Cruentaren A (3), isolated from the myxobacterium Byssovorax cruenta, is an inhibitor of mitochondrial F-ATPase. The synthesis of 3 (Org. Lett. 2007, 9, 655, DOI: 10.1021/ol0629317; Angew. Chem. Int. Ed. 2007, 46, 5209. DOI: 10.1002/anie.200701423) by Martin E. Maier of the Universität Tübingen illustrates the power of alkyne metathesis as a tool for the synthesis of complex natural products. Very recently, Alois Fürstner of the Max-Planck-Institut, Mülheim, reported (Angew. Chem. Int. Ed. 2007, 46, 9275. DOI: 10.1002/anie.200703839) an alternative synthesis, also based on alkyne metathesis, of cruentaren A (3).

The alcohol portion of 1 was prepared by Marshall homologation of 4 with 5, leading to 6. Homologation of the derived epoxide 7 then gave 8. Note that the homologation of 7 to 8 required three steps. This might have been accomplished more directly with the Li salt of 1-propyne, easily prepared from commercial 1- or 2-bromopropene.

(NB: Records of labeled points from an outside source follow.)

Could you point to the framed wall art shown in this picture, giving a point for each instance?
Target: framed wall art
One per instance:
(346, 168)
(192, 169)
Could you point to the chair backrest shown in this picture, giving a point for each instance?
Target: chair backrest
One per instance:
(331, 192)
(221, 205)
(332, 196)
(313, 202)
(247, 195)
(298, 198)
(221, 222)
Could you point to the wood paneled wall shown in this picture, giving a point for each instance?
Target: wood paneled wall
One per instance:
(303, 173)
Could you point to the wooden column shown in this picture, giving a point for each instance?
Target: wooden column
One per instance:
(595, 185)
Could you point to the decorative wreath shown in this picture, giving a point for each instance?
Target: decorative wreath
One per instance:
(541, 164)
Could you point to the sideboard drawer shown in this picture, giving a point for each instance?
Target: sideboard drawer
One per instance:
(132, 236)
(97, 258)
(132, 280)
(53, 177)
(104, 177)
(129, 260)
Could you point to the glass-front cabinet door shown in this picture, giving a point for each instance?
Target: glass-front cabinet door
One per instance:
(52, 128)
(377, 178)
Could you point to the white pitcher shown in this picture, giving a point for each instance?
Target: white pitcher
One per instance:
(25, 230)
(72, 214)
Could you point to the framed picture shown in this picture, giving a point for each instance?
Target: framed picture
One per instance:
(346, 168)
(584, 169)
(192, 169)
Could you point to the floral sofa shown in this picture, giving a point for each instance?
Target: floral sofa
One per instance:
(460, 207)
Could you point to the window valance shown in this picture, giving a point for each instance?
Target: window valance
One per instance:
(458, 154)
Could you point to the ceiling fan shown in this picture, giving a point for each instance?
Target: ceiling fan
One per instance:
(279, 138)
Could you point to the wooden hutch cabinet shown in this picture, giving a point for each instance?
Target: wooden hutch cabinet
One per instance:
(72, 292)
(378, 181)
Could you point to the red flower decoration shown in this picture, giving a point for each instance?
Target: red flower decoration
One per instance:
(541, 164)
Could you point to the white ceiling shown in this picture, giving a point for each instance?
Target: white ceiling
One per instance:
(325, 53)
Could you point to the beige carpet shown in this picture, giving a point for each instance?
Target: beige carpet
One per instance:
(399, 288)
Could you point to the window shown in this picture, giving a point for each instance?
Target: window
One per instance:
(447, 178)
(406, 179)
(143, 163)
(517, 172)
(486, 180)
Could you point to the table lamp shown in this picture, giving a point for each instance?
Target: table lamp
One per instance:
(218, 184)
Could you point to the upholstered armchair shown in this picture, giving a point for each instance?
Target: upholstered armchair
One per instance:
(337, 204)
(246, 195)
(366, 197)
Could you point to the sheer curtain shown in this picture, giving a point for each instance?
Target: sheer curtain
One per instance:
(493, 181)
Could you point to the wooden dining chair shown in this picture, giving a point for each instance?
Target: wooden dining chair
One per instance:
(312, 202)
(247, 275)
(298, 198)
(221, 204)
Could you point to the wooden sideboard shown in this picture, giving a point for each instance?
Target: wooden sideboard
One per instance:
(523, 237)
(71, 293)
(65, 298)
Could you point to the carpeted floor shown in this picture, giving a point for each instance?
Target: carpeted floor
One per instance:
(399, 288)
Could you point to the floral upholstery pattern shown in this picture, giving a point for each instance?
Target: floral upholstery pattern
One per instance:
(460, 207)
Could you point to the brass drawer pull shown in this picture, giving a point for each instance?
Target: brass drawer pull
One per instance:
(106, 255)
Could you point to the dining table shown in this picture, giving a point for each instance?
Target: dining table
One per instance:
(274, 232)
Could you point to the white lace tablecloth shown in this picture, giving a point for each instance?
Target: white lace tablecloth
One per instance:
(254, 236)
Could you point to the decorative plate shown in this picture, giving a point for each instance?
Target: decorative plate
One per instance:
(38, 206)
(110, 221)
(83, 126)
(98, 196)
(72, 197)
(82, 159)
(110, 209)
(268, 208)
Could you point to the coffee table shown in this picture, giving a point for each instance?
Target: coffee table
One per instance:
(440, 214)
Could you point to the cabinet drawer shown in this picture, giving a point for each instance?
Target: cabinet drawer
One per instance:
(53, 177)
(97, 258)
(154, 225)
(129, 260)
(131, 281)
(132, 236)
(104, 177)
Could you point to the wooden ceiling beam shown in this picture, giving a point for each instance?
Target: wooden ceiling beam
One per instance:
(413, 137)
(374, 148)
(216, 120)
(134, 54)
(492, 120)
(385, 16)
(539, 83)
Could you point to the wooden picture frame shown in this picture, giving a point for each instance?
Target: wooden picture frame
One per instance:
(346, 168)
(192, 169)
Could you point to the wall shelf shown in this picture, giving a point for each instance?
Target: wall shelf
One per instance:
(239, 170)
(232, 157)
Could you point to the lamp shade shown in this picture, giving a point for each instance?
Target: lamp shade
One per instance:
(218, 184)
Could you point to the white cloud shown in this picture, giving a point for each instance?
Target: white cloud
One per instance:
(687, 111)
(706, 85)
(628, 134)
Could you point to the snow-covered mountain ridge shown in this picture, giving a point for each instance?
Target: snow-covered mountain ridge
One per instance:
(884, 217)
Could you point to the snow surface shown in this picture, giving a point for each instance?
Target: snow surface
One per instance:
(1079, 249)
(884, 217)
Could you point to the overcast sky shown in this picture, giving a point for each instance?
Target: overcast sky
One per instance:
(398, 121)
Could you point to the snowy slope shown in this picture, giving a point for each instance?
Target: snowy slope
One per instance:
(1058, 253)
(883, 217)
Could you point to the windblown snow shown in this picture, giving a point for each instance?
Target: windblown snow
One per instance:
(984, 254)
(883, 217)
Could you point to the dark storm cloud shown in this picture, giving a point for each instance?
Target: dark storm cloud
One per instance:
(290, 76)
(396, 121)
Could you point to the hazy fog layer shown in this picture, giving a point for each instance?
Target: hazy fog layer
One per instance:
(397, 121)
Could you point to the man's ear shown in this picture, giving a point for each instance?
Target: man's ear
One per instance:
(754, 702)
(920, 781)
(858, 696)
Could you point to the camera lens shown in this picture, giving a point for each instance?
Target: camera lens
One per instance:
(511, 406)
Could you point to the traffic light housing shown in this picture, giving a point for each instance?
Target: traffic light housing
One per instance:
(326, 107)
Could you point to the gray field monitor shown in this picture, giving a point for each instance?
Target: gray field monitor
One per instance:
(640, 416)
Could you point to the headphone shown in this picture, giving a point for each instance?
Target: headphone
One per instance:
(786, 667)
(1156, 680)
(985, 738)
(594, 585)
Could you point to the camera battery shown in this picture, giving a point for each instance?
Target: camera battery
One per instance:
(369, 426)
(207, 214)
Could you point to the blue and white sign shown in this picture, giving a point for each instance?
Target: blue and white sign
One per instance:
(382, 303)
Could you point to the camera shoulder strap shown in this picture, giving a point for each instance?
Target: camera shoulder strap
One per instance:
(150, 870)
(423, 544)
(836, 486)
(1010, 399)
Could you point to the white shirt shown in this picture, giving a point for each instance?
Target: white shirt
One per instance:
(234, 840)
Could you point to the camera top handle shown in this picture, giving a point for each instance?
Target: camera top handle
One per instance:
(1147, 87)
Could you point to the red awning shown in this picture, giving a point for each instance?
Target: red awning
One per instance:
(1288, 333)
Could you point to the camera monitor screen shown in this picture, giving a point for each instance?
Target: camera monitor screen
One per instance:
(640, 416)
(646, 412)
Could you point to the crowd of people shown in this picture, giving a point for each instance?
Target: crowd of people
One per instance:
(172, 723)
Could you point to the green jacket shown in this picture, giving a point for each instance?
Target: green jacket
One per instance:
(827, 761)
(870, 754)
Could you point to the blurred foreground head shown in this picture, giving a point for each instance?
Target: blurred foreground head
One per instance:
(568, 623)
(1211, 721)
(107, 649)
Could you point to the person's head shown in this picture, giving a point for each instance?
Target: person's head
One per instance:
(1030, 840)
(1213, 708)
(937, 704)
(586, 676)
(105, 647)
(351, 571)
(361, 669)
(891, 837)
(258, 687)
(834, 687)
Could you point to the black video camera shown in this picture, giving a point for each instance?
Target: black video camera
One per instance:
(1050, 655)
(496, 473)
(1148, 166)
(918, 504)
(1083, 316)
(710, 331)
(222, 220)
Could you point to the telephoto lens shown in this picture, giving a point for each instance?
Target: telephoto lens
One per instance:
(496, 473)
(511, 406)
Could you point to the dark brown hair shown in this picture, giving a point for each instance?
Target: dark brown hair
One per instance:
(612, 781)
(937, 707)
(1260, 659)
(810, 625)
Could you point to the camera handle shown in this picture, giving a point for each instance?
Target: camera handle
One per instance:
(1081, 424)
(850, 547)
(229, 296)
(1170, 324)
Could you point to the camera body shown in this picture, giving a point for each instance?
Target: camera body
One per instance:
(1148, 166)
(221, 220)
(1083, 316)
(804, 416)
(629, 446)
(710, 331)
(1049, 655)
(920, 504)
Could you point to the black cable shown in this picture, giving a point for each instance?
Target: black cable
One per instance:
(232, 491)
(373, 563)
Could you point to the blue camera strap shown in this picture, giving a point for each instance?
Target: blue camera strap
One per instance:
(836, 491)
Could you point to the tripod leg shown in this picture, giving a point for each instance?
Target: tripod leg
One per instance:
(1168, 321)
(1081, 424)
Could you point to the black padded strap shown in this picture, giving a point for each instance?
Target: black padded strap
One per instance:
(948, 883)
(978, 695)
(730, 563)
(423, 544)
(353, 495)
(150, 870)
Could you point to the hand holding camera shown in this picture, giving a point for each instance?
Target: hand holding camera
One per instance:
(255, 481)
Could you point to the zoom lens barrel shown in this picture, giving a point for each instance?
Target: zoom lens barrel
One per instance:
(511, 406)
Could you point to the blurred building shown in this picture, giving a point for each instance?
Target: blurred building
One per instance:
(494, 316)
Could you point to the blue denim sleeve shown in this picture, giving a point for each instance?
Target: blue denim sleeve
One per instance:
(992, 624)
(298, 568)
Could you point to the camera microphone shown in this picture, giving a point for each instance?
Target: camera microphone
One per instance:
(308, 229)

Evans auxiliary-controlled homologation of 9 set the relative and absolute configuration of 10, which was carried on to 12. To effect coupling, the acid of 12 was activated with carbonyl diimidazole, then condensed with the bis-alcoholate of 8. This acylation was highly regioselective, giving 1 as the only observed product.

Cruentaren A (3) has two Z alkenes, so the authors chose a bis-alkyne strategy, with a partial hydrogenation of both alkynes at the end of the synthesis. To this end, alkyne metathesis was accomplished with the Schrock tungsten carbine catalyst 13. Homologation to 15 followed by deprotection and hydrogenation then gave enantiomerically pure cruentaren A (3).

D. F. Taber, Org. Chem. Highlights 2008, February 4.